3. We know more about it

Rheumatoid is not the most common form of arthritis, but we may know more about it than all the others. Cancer and HIV/AIDS research is a big reason why. As researchers have learned more about the immune system by studying cancer and HIV/AIDS, people with autoimmune disorders have benefited. That’s especially true when it comes to new treatments, many of which focus on the immune system itself.

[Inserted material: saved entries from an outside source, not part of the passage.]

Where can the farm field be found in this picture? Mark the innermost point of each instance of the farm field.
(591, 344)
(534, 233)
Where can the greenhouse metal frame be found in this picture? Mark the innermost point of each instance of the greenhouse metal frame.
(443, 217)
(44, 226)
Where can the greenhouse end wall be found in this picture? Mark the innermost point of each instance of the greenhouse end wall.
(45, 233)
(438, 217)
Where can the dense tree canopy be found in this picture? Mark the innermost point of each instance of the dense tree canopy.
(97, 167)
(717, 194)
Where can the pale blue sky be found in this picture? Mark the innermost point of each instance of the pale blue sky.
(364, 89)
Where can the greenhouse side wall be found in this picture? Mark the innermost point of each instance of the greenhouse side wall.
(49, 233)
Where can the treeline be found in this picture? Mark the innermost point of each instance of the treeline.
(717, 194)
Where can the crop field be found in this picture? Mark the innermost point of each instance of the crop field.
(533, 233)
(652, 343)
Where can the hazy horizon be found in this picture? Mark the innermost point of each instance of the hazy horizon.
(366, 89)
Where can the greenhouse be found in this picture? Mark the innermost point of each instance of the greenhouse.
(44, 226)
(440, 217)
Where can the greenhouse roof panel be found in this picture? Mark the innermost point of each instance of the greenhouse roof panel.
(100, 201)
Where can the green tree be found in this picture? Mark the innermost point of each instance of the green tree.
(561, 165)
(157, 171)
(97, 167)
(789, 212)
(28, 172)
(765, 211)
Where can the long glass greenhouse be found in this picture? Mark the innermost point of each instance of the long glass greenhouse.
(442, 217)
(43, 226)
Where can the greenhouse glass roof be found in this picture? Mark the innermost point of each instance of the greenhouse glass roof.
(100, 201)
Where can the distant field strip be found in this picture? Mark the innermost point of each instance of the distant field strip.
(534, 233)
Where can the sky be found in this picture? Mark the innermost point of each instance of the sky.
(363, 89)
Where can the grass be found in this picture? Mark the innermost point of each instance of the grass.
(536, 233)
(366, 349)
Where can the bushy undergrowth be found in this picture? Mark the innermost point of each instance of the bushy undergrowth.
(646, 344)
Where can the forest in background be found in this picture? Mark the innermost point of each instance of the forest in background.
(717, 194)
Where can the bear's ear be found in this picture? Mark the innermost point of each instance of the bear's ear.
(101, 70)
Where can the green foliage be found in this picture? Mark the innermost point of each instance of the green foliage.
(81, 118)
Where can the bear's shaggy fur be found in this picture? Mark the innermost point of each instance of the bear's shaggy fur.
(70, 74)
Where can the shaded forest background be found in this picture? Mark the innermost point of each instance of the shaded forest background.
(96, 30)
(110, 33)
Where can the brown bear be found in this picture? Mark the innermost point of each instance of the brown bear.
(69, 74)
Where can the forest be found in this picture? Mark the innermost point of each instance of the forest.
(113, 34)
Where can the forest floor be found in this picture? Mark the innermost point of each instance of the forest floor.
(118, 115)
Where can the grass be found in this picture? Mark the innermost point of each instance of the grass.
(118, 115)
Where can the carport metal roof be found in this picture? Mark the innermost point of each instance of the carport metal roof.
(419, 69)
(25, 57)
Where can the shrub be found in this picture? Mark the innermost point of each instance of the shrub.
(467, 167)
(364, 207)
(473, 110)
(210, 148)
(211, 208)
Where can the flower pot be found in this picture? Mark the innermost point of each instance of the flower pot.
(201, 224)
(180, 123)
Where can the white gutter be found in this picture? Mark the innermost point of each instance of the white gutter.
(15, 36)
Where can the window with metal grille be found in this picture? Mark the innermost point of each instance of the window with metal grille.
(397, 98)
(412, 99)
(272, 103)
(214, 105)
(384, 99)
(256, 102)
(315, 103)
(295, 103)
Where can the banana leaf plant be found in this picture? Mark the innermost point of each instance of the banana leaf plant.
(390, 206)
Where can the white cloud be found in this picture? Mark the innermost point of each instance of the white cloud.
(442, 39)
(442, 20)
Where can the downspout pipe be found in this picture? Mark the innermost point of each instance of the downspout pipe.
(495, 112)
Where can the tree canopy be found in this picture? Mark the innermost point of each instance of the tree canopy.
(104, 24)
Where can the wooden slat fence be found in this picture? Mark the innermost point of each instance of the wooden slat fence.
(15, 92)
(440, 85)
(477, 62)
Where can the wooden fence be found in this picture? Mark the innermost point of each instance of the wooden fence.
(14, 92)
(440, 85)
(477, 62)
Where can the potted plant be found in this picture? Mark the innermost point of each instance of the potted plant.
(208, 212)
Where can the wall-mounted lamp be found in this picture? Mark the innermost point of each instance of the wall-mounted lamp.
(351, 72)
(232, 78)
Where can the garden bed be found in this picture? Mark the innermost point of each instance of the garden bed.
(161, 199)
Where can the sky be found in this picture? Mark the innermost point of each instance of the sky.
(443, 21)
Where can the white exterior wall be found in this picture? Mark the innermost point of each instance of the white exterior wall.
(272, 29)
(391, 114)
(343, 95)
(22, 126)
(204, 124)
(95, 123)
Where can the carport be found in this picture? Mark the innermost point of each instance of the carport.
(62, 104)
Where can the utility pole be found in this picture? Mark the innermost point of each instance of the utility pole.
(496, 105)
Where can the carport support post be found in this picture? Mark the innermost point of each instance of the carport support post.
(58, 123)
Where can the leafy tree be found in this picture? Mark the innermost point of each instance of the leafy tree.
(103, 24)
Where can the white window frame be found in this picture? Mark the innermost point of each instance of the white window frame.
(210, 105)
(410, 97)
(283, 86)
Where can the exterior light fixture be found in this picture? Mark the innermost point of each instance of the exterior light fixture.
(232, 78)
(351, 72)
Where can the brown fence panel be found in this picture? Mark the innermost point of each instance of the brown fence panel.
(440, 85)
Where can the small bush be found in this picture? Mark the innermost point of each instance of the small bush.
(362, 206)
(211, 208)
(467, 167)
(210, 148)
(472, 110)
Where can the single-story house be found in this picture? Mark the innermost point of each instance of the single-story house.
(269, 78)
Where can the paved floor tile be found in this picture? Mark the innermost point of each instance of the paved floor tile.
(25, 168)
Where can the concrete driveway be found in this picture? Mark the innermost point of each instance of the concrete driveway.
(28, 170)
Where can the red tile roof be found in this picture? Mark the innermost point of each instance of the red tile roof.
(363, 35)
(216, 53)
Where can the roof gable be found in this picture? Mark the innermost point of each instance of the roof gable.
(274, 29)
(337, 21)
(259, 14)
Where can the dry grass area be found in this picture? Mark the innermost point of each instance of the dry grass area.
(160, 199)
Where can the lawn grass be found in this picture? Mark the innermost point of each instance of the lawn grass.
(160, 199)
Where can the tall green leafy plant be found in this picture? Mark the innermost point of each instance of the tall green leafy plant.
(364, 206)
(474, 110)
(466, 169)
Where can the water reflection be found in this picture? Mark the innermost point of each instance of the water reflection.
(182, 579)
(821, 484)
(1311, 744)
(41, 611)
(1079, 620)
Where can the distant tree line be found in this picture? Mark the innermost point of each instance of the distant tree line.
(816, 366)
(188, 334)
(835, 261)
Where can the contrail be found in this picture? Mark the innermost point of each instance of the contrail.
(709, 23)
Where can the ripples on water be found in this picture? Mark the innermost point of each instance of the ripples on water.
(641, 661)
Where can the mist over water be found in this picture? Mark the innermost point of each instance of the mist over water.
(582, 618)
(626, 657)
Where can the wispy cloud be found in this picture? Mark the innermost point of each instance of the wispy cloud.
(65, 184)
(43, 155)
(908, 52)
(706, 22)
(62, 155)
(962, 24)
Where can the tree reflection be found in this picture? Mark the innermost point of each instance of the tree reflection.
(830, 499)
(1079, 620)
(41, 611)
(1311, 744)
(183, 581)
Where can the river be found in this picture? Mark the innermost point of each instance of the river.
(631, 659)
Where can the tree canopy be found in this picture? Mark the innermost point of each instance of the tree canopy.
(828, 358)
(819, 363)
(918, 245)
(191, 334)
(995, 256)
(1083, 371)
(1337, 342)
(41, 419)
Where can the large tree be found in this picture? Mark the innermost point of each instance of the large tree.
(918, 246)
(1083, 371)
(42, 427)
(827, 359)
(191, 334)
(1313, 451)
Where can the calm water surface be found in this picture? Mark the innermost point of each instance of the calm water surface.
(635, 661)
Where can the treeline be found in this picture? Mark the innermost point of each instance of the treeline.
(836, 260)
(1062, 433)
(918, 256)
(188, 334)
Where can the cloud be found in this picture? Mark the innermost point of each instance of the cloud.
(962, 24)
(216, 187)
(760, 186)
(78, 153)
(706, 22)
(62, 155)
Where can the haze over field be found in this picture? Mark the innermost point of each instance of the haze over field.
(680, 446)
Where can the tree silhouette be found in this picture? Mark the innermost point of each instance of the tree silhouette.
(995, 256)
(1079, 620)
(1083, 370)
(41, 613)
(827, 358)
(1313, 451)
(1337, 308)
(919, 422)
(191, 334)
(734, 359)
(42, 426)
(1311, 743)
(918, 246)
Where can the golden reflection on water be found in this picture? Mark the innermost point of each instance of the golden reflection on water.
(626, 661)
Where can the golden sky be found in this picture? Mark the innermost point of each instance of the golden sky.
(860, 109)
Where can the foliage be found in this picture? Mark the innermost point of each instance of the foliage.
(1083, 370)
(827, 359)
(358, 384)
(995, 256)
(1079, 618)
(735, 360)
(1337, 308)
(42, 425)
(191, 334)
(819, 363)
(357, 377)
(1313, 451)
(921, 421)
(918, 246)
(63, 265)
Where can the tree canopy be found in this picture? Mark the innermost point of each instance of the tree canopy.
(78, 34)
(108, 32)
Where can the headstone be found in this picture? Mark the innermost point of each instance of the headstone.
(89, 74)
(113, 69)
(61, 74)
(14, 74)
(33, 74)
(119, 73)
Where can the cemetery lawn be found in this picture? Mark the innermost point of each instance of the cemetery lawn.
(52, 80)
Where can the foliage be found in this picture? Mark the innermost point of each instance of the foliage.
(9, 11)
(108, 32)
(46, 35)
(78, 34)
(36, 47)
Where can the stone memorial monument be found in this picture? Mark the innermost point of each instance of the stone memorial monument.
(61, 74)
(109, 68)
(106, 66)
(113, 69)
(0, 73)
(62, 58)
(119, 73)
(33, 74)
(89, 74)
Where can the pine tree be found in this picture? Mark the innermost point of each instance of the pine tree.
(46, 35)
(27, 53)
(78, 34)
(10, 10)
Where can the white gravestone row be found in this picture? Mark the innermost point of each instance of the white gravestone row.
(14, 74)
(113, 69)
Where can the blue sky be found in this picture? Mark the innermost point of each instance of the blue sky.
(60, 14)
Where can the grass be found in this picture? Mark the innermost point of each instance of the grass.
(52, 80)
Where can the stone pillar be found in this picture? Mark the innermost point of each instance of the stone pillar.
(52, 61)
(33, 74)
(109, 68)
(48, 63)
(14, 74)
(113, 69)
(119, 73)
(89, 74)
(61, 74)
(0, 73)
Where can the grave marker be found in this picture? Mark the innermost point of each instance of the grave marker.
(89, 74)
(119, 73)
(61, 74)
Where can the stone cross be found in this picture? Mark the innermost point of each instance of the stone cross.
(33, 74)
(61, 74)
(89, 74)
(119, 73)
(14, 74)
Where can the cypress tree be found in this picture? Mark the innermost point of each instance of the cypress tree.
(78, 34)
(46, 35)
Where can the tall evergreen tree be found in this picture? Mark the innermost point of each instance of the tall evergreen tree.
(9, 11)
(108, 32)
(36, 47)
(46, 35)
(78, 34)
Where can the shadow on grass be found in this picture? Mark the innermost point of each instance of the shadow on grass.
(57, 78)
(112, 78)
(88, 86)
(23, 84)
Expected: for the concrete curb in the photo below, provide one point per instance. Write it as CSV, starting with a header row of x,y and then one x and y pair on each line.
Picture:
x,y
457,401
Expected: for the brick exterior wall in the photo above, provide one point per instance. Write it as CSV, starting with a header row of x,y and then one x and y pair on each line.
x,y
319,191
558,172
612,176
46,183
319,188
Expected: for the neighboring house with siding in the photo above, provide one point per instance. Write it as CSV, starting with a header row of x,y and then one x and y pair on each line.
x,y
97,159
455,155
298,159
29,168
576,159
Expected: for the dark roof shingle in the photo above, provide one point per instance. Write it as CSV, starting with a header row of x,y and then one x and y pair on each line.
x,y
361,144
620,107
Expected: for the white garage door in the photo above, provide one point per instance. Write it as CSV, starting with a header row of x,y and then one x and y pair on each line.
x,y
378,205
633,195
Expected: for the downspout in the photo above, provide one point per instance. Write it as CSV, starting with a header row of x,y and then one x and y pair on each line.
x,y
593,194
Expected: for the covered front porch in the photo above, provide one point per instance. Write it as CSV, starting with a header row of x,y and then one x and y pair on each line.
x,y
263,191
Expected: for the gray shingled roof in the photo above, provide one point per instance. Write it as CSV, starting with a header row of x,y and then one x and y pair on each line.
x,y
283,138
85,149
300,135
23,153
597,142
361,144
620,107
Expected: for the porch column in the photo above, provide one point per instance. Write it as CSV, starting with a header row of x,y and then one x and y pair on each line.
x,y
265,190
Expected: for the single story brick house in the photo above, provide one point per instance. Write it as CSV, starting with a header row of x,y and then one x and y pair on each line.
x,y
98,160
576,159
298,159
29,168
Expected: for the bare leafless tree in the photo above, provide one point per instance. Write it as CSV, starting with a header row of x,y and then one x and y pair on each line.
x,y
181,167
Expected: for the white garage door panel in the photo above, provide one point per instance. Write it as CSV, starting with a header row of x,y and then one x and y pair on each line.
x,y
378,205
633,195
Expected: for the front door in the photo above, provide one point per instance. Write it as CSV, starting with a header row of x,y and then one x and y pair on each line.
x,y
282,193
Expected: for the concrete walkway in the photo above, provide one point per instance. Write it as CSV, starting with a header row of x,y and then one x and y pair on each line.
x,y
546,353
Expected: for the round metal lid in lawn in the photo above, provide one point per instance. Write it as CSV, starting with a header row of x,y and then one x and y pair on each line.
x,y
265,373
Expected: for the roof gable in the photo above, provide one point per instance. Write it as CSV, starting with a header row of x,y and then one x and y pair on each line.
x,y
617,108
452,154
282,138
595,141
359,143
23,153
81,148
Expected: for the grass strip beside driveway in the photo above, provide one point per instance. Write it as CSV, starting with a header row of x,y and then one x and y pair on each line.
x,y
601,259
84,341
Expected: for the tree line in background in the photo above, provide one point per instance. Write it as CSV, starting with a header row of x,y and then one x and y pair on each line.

4. Many medications can help

We probably can do more for our patients with rheumatoid than we can for every other type. For example, your doctor may try a combination of any number of medications, including:

  • Methotrexate (Rheumatrex®, Trexall®): This drug works by counteracting the immune system’s attack on your joints.
  • TNF inhibitors (Enbrel®, Humira®, Remicade® and Simponi®): These medications block the compound that does damage.
  • B-cell and T-cell inhibitors: B-cells and T-cells are blood cells that play a major role in inflammation, so this class of drugs targets them.
  • Prednisone and cortisone: Corticosteroid injections ease symptoms in a lot of patients. But advances in other drugs mean they’re not always necessary anymore.

Our goal is to give the lowest doses possible to control your symptoms and your quality of life.

5. We may be able to reverse the damage

All the drugs above come with their own side effects and cautions. Your doctor will want to monitor you closely and adjust them as needed. But even with those concerns, the advances of recent years amaze me. We can put the disease into remission in most patients. Sometimes we can even reverse the damage that has already been done.